Dive Brief:
- Environmental groups Sierra Club and the Natural Resources Defense Council dropped their respective lawsuits challenging the Securities and Exchange Commission’s climate risk disclosure rule on Friday, according to court records. The agency has paused the rule until it finishes working through the multiple legal challenges it currently faces.
- In separate May 31 filings to the U.S. Eighth Circuit Court of Appeals, the two groups said they would focus efforts to improve climate-related financial disclosures outside of the litigation. The judge overseeing all of the rule’s challenges has set a briefing schedule, with opening briefings for the remaining legal petitions due June 14.
- The pair’s withdrawal marks the end of the only pair of lawsuits that also sought to uphold and defend the agency’s right to issue the rule. Both groups previously said they believed the rule moved disclosures forward but had opposed the SEC’s decision to significantly pare down the final rule from the proposal.
Dive Insight:
Sierra Club signaled its intention to challenge the final rule’s exclusion of scope 3 reporting and its slimmer requirements for scope 1 and 2 reporting on March 6, the same day the rule was finalized. The environmental nonprofit officially filed its challenge to the “significantly weaker” rule in the D.C. Circuit Court of Appeals March 13, a day after the NRDC filed its challenge in the U.S. Second Circuit Court of Appeals.
All legal challenges to the SEC’s rule were later consolidated into the Eighth Circuit, and the judge overseeing the bevy of suits against the agency issued a briefing schedule May 20, which requires opening briefs to be submitted by the end of next week.
In its unopposed motion to dismiss its challenge, Sierra Club said it believes defending the agency’s right to issue the rule and focusing organizational efforts on improving investor protections outside of the court “is the most effective way to ensure investors have the information they need to properly evaluate companies’ exposure to such risks and thus effectively manage their asset portfolios.”
“[Sierra Club] believe[s] the final rule makes needed improvements to disclosure requirements that will better inform them of the financial risks companies face from climate change,” the motion said. “However, we sought review of several discrete deficiencies in the rule.”
An NRDC senior attorney, Tom Zimpleman, previously told ESG Dive that the environmental organization filed the challenge because it believes the SEC left out “important disclosures.” NRDC said it will focus resources on advocating for improvements to climate-related disclosures through other avenues.
“NRDC views the final rule as consistent with the SEC’s authority and mission and as a step forward from the status quo that will improve the consistency and comparability of disclosures of climate-related financial risk,” the motion said.

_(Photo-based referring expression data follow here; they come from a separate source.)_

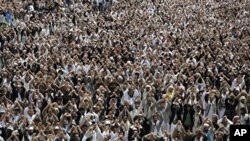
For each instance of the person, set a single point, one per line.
(123, 70)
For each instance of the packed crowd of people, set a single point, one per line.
(124, 70)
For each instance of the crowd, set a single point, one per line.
(124, 70)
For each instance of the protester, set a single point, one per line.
(134, 70)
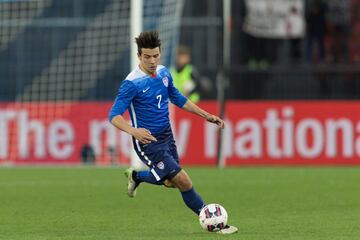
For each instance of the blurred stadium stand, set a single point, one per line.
(30, 48)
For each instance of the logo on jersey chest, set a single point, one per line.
(160, 165)
(166, 81)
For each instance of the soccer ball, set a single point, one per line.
(213, 217)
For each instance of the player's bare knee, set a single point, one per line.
(182, 181)
(169, 184)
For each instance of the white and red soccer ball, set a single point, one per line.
(213, 217)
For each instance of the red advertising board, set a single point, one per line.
(256, 133)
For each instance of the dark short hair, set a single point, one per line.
(149, 39)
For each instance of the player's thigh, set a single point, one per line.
(182, 181)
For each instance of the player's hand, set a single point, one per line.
(143, 135)
(215, 119)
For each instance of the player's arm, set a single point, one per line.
(193, 108)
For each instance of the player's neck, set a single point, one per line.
(151, 74)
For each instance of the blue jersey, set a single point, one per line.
(146, 97)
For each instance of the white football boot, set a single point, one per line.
(228, 230)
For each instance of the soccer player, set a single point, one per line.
(145, 93)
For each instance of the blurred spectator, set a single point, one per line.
(186, 77)
(339, 22)
(87, 154)
(354, 46)
(315, 16)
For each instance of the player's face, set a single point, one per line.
(149, 59)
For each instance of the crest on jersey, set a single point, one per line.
(166, 81)
(160, 165)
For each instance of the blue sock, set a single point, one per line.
(193, 200)
(146, 176)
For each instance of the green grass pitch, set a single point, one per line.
(264, 203)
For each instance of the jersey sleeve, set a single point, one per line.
(126, 93)
(174, 94)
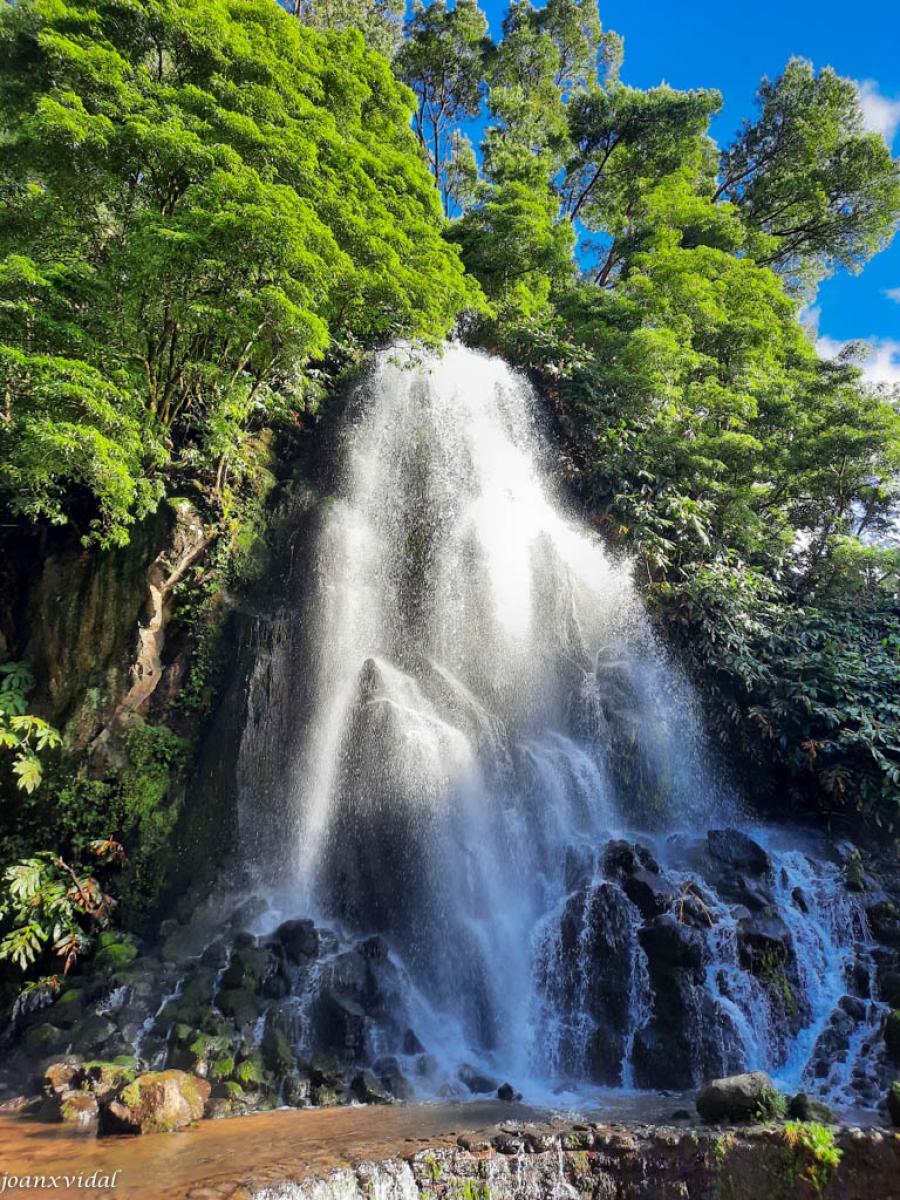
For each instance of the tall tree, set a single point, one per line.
(807, 175)
(381, 22)
(444, 60)
(198, 198)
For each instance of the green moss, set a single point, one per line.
(251, 1073)
(817, 1156)
(773, 1105)
(222, 1068)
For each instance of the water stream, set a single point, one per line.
(493, 766)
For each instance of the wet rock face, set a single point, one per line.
(156, 1103)
(736, 1098)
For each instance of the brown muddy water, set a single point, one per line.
(229, 1159)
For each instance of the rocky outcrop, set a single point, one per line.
(736, 1098)
(156, 1103)
(593, 1162)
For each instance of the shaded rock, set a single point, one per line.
(412, 1045)
(735, 850)
(388, 1071)
(805, 1108)
(475, 1080)
(892, 1036)
(79, 1109)
(42, 1041)
(369, 1090)
(341, 1025)
(156, 1103)
(300, 941)
(735, 1098)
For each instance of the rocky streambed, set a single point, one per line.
(455, 1152)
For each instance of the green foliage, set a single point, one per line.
(443, 59)
(809, 178)
(23, 735)
(198, 199)
(816, 1144)
(48, 912)
(381, 22)
(772, 1107)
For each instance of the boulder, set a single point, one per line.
(156, 1103)
(300, 941)
(367, 1090)
(388, 1072)
(735, 1098)
(807, 1108)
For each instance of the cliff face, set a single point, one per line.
(93, 623)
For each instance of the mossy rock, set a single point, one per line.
(240, 1005)
(325, 1071)
(251, 1073)
(70, 1008)
(159, 1102)
(221, 1068)
(114, 955)
(277, 1053)
(46, 1039)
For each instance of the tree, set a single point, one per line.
(625, 143)
(381, 22)
(546, 57)
(199, 199)
(807, 175)
(444, 60)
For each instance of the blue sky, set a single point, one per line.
(730, 46)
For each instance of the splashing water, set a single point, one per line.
(484, 709)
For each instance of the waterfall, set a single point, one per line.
(495, 784)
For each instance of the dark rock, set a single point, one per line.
(765, 942)
(579, 867)
(341, 1025)
(475, 1080)
(412, 1045)
(46, 1039)
(393, 1078)
(246, 969)
(736, 1098)
(807, 1108)
(735, 850)
(883, 923)
(156, 1103)
(367, 1090)
(97, 1036)
(300, 941)
(892, 1036)
(240, 1003)
(588, 976)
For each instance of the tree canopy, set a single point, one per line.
(198, 199)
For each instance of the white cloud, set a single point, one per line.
(880, 113)
(882, 365)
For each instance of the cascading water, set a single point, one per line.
(495, 780)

After the remaining challengers to the rule file their opening briefs, the next deadline will be for any intervenor — parties with a statutory right to participate — or for amici — interested individuals not party to the cases — to file briefs in support of the challenging parties by June 24.
The SEC will then have until Aug. 5 to issue response briefs, with intervenor or amicus briefs supporting the agency due to the court by Aug. 15. Reply briefs from the challenging parties would then be due September 3, marking the end of the briefing schedule.